Il est désopilant d'entendre les censeurs exprimer comme des médiums systémiques la vérité déniée et refoulée sur l'état du système. Quand un BHL parle de grand corps malade à la renverse, avec une référence à un censeur-intellectuel dont il est le disciple impudent (et inférieur), il ne se doute pas qu'il parle bien plus du système libéral que du socialisme. Quand les accusations rémanentes de fascisme pleuvent sur des individus boucs émissarisés, c'est parce que le système libéral projette et cristallise sur des boucs émissaires la caricature de ce qu'il incarne.
C'est le libéralisme qui porte en son sein le fascisme. C'est le libéralisme qui porte en son sein l'acmé fasciste, la crise fasciste, la poussée fasciste. Le libéralisme n'est pas l'ennemi du fascisme, il en est le grand frère patriarcal. Le libéralisme mène inévitablement au fascisme. De ce point de vue, sur une échelle de quantification, ce que l'on nomme libéralisme communément est l'espace majoritaire et mou d'un système qui fonctionne à peu près dans son vase clos et qui ne peut que déboucher sur le fascisme; et ce qu'on nomme fascisme est la crise de ce système.
La duplication sous forme d'opposition irréductible entre fascisme et libéralisme est tout aussi fausse que vérifiable. Quand les fascismes historiques se sont produits, ils ont été soutenus par le puissances financières; et le fascisme italien, qui est après tout le fascisme historique véritable, a malgré les apparences mené une politique de libéralisme économique extrême qui a conduit jusqu'aux cartels et à la situation de monopole.
Nous admettons que nous vivons dans une période libérale qui est régie par les thuriféraires et les théoriciens de l'ultra-libéralisme (avec comme grand gourou un certain Milton Friedman). Les germes du fascisme sont déjà présents dans le nid de vipères du libéralisme à partir du moment où l'on se souvient que le libéralisme issu de l'Empire britannique est un impérialisme et un matérialisme. Quand nous fixons le libéralisme comme une certaine réaction vindicative et cataclysmique survenue à une période de crise économique et d'instabilité politique, nous oublions que le fascisme ne saurait se résoudre à cette seule forme donnée et suscitée par la vision figée de l'histoire (propre aux conceptions immanentistes), mais qu'il est l'ensemble des formes possibles de crise du système libéral.

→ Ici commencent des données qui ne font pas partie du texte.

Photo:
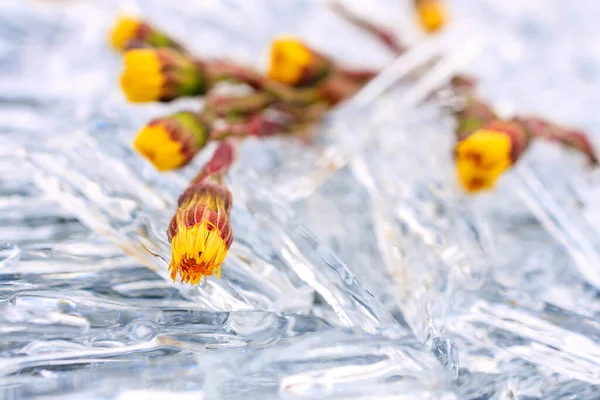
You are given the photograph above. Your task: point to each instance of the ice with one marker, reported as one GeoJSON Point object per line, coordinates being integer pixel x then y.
{"type": "Point", "coordinates": [358, 270]}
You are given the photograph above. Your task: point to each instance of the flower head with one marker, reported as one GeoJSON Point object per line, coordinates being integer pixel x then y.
{"type": "Point", "coordinates": [431, 14]}
{"type": "Point", "coordinates": [130, 31]}
{"type": "Point", "coordinates": [171, 142]}
{"type": "Point", "coordinates": [200, 232]}
{"type": "Point", "coordinates": [293, 63]}
{"type": "Point", "coordinates": [483, 156]}
{"type": "Point", "coordinates": [160, 75]}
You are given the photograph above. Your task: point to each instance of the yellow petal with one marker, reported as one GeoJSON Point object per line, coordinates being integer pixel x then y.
{"type": "Point", "coordinates": [288, 60]}
{"type": "Point", "coordinates": [196, 252]}
{"type": "Point", "coordinates": [432, 15]}
{"type": "Point", "coordinates": [155, 143]}
{"type": "Point", "coordinates": [142, 79]}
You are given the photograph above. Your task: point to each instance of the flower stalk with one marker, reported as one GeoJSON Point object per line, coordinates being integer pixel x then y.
{"type": "Point", "coordinates": [200, 231]}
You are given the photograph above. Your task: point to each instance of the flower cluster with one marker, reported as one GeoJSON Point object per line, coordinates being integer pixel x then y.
{"type": "Point", "coordinates": [299, 87]}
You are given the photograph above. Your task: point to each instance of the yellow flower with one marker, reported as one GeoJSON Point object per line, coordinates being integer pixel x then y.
{"type": "Point", "coordinates": [124, 31]}
{"type": "Point", "coordinates": [160, 75]}
{"type": "Point", "coordinates": [171, 142]}
{"type": "Point", "coordinates": [289, 61]}
{"type": "Point", "coordinates": [200, 232]}
{"type": "Point", "coordinates": [431, 14]}
{"type": "Point", "coordinates": [142, 79]}
{"type": "Point", "coordinates": [482, 158]}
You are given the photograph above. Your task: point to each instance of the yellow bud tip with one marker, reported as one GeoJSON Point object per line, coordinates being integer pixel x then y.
{"type": "Point", "coordinates": [196, 252]}
{"type": "Point", "coordinates": [123, 32]}
{"type": "Point", "coordinates": [142, 80]}
{"type": "Point", "coordinates": [156, 145]}
{"type": "Point", "coordinates": [288, 60]}
{"type": "Point", "coordinates": [482, 158]}
{"type": "Point", "coordinates": [432, 15]}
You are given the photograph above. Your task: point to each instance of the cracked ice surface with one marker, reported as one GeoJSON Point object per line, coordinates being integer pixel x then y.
{"type": "Point", "coordinates": [382, 282]}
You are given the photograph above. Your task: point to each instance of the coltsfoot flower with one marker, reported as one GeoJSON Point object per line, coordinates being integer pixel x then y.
{"type": "Point", "coordinates": [293, 63]}
{"type": "Point", "coordinates": [130, 31]}
{"type": "Point", "coordinates": [483, 156]}
{"type": "Point", "coordinates": [171, 142]}
{"type": "Point", "coordinates": [160, 75]}
{"type": "Point", "coordinates": [431, 14]}
{"type": "Point", "coordinates": [200, 231]}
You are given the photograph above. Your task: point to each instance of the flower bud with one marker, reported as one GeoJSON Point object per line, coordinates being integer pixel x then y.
{"type": "Point", "coordinates": [171, 142]}
{"type": "Point", "coordinates": [160, 75]}
{"type": "Point", "coordinates": [293, 63]}
{"type": "Point", "coordinates": [483, 156]}
{"type": "Point", "coordinates": [431, 14]}
{"type": "Point", "coordinates": [200, 232]}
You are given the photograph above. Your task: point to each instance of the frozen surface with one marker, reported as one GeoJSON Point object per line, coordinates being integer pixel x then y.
{"type": "Point", "coordinates": [383, 280]}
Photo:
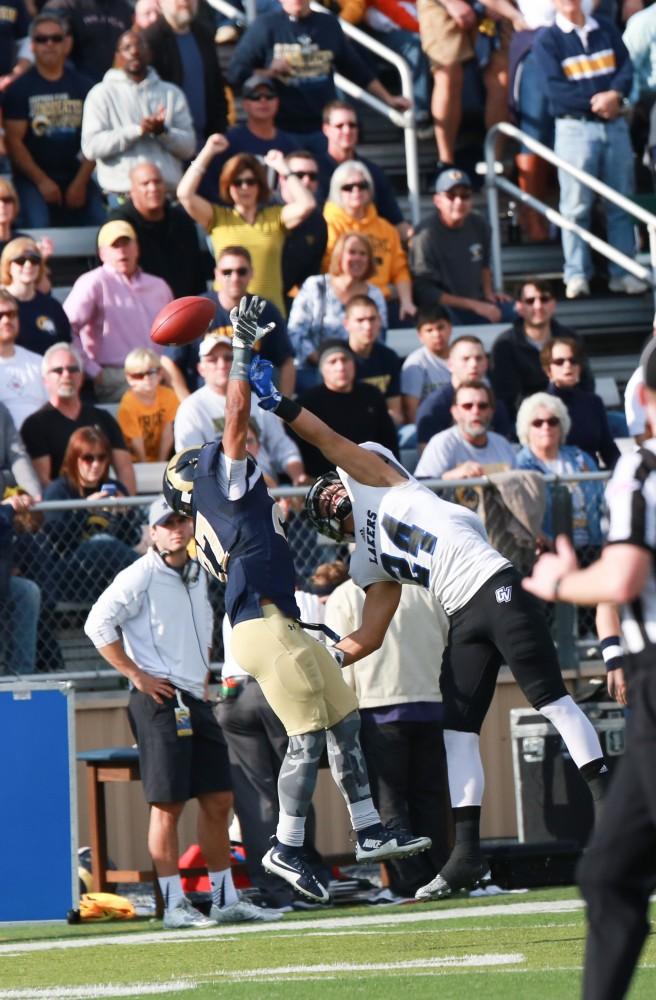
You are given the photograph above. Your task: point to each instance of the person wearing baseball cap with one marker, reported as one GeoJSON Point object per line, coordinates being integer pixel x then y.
{"type": "Point", "coordinates": [450, 257]}
{"type": "Point", "coordinates": [153, 624]}
{"type": "Point", "coordinates": [357, 410]}
{"type": "Point", "coordinates": [111, 309]}
{"type": "Point", "coordinates": [616, 873]}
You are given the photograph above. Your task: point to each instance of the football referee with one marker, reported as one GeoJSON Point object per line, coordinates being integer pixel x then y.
{"type": "Point", "coordinates": [618, 871]}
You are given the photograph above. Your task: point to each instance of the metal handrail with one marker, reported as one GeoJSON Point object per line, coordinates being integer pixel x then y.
{"type": "Point", "coordinates": [404, 120]}
{"type": "Point", "coordinates": [494, 182]}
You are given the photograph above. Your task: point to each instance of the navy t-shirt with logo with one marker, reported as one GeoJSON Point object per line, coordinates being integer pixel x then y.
{"type": "Point", "coordinates": [53, 111]}
{"type": "Point", "coordinates": [43, 323]}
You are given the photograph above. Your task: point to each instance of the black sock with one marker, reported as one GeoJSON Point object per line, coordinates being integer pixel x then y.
{"type": "Point", "coordinates": [596, 775]}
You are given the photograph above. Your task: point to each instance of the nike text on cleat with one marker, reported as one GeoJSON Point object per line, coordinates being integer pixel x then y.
{"type": "Point", "coordinates": [467, 878]}
{"type": "Point", "coordinates": [390, 844]}
{"type": "Point", "coordinates": [293, 869]}
{"type": "Point", "coordinates": [186, 915]}
{"type": "Point", "coordinates": [241, 912]}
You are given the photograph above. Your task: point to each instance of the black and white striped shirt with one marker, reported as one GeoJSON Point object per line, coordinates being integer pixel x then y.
{"type": "Point", "coordinates": [631, 497]}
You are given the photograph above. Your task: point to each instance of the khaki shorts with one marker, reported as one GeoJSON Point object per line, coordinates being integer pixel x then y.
{"type": "Point", "coordinates": [299, 678]}
{"type": "Point", "coordinates": [441, 39]}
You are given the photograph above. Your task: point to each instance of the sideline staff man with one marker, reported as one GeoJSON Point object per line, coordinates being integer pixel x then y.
{"type": "Point", "coordinates": [618, 872]}
{"type": "Point", "coordinates": [160, 605]}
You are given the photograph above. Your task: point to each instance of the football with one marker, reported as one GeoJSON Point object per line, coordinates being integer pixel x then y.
{"type": "Point", "coordinates": [182, 321]}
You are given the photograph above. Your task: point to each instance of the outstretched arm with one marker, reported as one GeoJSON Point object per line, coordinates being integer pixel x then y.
{"type": "Point", "coordinates": [380, 603]}
{"type": "Point", "coordinates": [365, 466]}
{"type": "Point", "coordinates": [238, 397]}
{"type": "Point", "coordinates": [617, 577]}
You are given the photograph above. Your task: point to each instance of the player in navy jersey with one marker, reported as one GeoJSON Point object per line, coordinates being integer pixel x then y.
{"type": "Point", "coordinates": [240, 539]}
{"type": "Point", "coordinates": [404, 534]}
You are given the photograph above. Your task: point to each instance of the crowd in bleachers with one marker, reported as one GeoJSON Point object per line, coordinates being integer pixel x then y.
{"type": "Point", "coordinates": [250, 180]}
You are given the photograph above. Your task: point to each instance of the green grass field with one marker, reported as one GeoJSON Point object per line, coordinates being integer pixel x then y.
{"type": "Point", "coordinates": [513, 947]}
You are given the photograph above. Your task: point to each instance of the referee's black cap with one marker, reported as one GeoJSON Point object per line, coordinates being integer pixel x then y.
{"type": "Point", "coordinates": [648, 364]}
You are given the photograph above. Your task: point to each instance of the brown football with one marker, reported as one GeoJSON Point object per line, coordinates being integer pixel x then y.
{"type": "Point", "coordinates": [182, 321]}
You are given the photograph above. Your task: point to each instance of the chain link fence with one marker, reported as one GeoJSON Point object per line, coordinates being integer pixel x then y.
{"type": "Point", "coordinates": [63, 555]}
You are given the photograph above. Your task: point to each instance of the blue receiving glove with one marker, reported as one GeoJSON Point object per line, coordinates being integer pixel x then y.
{"type": "Point", "coordinates": [260, 376]}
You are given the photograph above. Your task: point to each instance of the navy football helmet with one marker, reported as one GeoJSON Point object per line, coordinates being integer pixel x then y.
{"type": "Point", "coordinates": [178, 483]}
{"type": "Point", "coordinates": [327, 505]}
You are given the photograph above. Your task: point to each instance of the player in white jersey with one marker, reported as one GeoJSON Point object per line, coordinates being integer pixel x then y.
{"type": "Point", "coordinates": [617, 874]}
{"type": "Point", "coordinates": [404, 534]}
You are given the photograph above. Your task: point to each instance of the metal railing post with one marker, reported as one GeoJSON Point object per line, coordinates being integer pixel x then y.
{"type": "Point", "coordinates": [492, 195]}
{"type": "Point", "coordinates": [648, 275]}
{"type": "Point", "coordinates": [564, 614]}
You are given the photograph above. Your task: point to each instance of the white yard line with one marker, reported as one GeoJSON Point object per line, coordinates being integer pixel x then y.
{"type": "Point", "coordinates": [415, 913]}
{"type": "Point", "coordinates": [274, 973]}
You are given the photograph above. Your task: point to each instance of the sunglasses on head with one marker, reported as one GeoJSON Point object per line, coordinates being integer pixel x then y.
{"type": "Point", "coordinates": [475, 403]}
{"type": "Point", "coordinates": [27, 258]}
{"type": "Point", "coordinates": [312, 175]}
{"type": "Point", "coordinates": [549, 421]}
{"type": "Point", "coordinates": [60, 369]}
{"type": "Point", "coordinates": [44, 39]}
{"type": "Point", "coordinates": [563, 361]}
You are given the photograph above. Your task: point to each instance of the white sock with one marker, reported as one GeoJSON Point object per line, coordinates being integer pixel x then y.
{"type": "Point", "coordinates": [577, 731]}
{"type": "Point", "coordinates": [363, 813]}
{"type": "Point", "coordinates": [171, 888]}
{"type": "Point", "coordinates": [290, 830]}
{"type": "Point", "coordinates": [464, 767]}
{"type": "Point", "coordinates": [223, 888]}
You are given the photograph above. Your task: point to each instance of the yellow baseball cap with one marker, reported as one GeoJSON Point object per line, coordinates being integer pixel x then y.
{"type": "Point", "coordinates": [113, 231]}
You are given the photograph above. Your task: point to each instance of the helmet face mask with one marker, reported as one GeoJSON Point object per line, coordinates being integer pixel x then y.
{"type": "Point", "coordinates": [327, 505]}
{"type": "Point", "coordinates": [178, 482]}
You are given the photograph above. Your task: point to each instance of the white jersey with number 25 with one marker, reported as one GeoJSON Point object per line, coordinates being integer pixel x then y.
{"type": "Point", "coordinates": [407, 534]}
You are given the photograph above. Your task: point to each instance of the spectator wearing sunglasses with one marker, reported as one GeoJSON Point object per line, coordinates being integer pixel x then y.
{"type": "Point", "coordinates": [469, 448]}
{"type": "Point", "coordinates": [258, 133]}
{"type": "Point", "coordinates": [543, 424]}
{"type": "Point", "coordinates": [245, 217]}
{"type": "Point", "coordinates": [562, 360]}
{"type": "Point", "coordinates": [516, 368]}
{"type": "Point", "coordinates": [342, 132]}
{"type": "Point", "coordinates": [306, 244]}
{"type": "Point", "coordinates": [43, 123]}
{"type": "Point", "coordinates": [232, 276]}
{"type": "Point", "coordinates": [450, 257]}
{"type": "Point", "coordinates": [21, 388]}
{"type": "Point", "coordinates": [42, 320]}
{"type": "Point", "coordinates": [47, 432]}
{"type": "Point", "coordinates": [168, 240]}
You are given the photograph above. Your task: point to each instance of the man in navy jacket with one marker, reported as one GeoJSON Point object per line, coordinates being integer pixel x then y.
{"type": "Point", "coordinates": [587, 75]}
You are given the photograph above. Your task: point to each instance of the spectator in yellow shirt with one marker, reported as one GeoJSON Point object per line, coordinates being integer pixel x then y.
{"type": "Point", "coordinates": [350, 209]}
{"type": "Point", "coordinates": [147, 409]}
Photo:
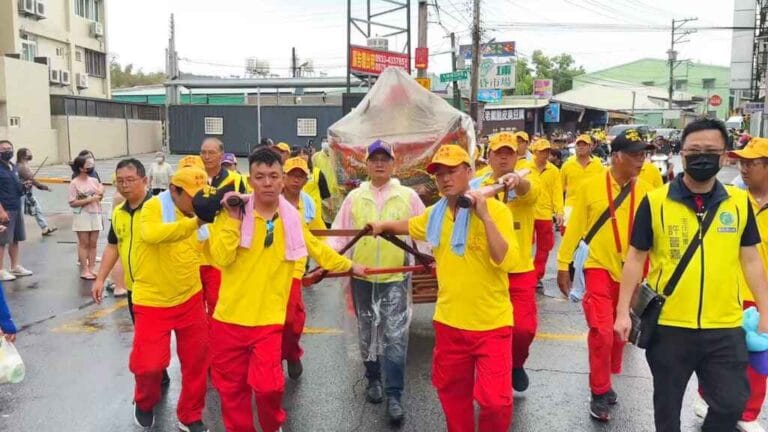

Ce que nous nommons fascisme de nos jours n'est jamais qu'une certaine forme historique et fixée de crise fasciste, qu'un certain type de crise historique. Il n'est pas le phénomène du fascisme universel. Il est une émanation singulière et dépassée, amenée à se renouveler sous de nouvelles formes. Le fascisme désigne la crise libérale. Quand le libéralisme est en crise, il accouche du fascisme. Le fascisme peut avoir autant de visages différents quoique proches ou communs que de crises historiques et singulières.
Il est très réducteur de fixer le phénomène fasciste sous une forme historique précise et délimitée et de lui opposer le libéralisme. Il est normal que le libéralisme qui se présenté comme la prospérité du système ne tienne pas à ce qu'on rappelle que le fascisme est la forme de la crise systémique libérale. C'est ce cruel quoique riche enseignement que nous rappelle le mécanisme de la projection, la raison de cette présence dense de la projection et la raison conjointe de cette récurrence symptomatique et signifiante de l'accusation de fascisme dans nos sociétés soi-disant antifascistes et libérales. Antifascistes et fascistes?